I would have thought it should be possible to do it using combining characters, by formatting the diacritical mark on its own red, for example, and leaving the character it combines with black. But that doesn't seem to render as I'd expect it to in Word, though the "red" codes do get inserted in the right place (as I confirmed by saving it as HTML), but even a browser doesn't render that HTML the way I'd expect it to. So there doesn't appear to be an easy way to do it and keep the characters machine readable. You could, of course, do it in an image and manually change the color of those black diacritical marks using Photoshop or some such. It would be painstaking work.
Another solution, though not recommended, would be to use a different font that works differently. I've just been experimenting with various Greek and Hebrew fonts yesterday anyway, it so happens. And I just tried out your problem and found a solution. The legacy font SPEzra used a different kind of adjacent diacritical marks, and I am able to set those to a different color than the letter they combine with. You can download SPEzra and other legacy fonts from here.

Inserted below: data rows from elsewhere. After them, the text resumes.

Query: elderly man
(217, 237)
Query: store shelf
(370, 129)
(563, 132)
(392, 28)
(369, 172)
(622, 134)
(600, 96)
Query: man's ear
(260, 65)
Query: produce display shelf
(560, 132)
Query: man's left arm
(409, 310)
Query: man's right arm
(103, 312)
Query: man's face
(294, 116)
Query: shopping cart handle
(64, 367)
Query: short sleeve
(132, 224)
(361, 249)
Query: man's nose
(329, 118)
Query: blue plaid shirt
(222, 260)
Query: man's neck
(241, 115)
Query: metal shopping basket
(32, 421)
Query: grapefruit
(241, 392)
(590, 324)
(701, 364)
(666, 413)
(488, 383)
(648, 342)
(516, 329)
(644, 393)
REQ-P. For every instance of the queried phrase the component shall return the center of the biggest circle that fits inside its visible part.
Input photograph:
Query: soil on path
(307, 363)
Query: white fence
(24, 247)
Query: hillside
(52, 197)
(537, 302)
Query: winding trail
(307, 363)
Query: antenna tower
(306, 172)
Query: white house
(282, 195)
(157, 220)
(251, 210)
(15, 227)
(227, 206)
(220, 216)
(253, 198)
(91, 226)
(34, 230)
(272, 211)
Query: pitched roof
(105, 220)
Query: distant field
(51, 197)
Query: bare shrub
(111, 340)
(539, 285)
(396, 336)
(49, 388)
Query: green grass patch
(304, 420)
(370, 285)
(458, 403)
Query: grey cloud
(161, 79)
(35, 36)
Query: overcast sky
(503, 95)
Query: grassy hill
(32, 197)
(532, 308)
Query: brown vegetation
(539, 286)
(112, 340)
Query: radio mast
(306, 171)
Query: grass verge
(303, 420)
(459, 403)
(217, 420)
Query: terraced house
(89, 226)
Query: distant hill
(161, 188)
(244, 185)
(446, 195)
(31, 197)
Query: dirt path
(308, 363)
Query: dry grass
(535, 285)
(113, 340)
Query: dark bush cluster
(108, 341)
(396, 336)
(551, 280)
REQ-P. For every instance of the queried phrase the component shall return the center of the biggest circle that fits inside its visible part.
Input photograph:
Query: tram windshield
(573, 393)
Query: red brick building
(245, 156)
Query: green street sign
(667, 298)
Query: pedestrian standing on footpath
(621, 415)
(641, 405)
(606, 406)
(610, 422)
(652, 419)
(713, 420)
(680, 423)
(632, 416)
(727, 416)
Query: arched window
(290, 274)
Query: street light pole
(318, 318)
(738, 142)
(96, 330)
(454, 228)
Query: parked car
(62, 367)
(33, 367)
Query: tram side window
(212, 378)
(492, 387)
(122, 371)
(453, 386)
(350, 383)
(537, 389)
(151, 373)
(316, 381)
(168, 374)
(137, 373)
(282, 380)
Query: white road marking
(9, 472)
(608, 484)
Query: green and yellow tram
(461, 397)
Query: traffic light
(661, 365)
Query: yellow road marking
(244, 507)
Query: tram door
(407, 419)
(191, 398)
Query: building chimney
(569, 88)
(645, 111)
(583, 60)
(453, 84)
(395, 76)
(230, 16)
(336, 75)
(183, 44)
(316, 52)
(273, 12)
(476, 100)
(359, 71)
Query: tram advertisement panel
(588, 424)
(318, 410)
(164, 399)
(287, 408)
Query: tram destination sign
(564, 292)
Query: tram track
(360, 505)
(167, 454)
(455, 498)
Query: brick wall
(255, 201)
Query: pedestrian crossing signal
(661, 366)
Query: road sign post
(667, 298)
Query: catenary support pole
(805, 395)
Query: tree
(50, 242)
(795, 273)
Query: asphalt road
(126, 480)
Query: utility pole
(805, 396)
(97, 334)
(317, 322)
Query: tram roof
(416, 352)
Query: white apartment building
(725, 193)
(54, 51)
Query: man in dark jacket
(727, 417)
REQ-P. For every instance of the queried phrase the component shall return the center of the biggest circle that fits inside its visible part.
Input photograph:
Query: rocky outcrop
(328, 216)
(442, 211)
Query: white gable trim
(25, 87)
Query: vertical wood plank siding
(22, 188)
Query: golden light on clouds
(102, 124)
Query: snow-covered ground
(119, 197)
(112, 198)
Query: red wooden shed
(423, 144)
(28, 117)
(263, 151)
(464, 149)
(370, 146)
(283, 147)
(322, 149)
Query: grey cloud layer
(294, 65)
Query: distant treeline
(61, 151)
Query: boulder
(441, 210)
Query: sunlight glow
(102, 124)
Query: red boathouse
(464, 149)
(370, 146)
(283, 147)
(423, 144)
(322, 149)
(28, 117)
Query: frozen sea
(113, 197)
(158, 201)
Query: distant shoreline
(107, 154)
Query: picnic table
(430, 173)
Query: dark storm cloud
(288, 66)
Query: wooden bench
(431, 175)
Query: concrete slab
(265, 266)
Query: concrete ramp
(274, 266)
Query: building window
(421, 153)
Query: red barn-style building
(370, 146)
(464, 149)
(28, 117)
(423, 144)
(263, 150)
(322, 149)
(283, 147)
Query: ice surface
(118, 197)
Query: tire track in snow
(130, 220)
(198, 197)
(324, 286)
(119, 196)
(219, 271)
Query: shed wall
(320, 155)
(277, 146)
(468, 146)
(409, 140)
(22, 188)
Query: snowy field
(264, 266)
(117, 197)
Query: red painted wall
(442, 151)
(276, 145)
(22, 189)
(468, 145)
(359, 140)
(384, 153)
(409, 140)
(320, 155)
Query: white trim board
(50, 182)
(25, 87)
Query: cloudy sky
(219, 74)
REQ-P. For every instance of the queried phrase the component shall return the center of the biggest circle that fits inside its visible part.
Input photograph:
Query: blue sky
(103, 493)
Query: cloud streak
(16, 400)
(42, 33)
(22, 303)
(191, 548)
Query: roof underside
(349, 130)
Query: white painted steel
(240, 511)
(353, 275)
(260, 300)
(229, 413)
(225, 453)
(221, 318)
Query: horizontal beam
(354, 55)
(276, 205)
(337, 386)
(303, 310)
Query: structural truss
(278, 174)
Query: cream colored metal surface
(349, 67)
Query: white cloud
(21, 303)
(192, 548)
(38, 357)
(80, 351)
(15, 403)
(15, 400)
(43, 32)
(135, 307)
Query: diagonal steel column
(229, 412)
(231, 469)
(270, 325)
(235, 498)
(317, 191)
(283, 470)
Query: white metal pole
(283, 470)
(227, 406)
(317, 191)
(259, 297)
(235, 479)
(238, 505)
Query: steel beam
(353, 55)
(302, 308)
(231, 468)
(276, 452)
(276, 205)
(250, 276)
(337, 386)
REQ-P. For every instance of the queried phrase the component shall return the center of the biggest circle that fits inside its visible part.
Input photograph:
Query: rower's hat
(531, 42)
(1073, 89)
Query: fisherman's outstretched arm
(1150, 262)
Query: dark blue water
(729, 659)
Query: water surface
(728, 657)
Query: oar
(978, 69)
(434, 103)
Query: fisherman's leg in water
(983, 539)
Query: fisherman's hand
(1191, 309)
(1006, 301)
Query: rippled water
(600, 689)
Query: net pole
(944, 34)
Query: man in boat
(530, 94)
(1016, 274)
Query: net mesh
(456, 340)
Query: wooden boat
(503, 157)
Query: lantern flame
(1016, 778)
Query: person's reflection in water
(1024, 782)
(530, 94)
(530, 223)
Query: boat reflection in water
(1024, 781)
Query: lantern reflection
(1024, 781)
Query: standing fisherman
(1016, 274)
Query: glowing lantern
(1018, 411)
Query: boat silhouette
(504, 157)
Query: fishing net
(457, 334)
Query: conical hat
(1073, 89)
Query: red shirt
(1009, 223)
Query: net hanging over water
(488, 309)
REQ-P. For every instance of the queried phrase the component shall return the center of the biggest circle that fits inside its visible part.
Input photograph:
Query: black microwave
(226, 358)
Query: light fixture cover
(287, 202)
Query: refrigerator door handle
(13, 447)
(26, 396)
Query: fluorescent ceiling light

Here's what it looks like in practice (screenshot from my Word document):
And here's the Word document with just that word in it, formatted in SPEzra font, for you to play around with.
Note that it's quite difficult to select a diacritical mark to format it with a different color, because you can't see what you've selected. But if you move the cursor around in the text, you should be able to figure out where you are.
Since SPEzra is a legacy font, there is no support and no guarantee that it will work in the future.
0 -
Rosie Perera said:
I would have thought it should be possible to do it using combining characters, by formatting the diacritical mark on its own red, for example, and leaving the character it combines with black. But that doesn't seem to render as I'd expect it to in Word, though the "red" codes do get inserted in the right place (as I confirmed by saving it as HTML), but even a browser doesn't render that HTML the way I'd expect it to.
I'm not surprised that that doesn't work, given the complexities in laying out RTL text and positioning combining marks correctly in SBL Hebrew. I wrote some comments previously on why the Logos resource display doesn't support this feature (requested for some Hebrew grammars): https://community.logos.com/forums/p/163338/967167.aspx#967167
It's quite possible the font contains a single "precomposed" glyph for רָ in order to position the marks perfectly; in that case, there aren't even two different glyphs for the application to color independently: it's just one outline to be drawn.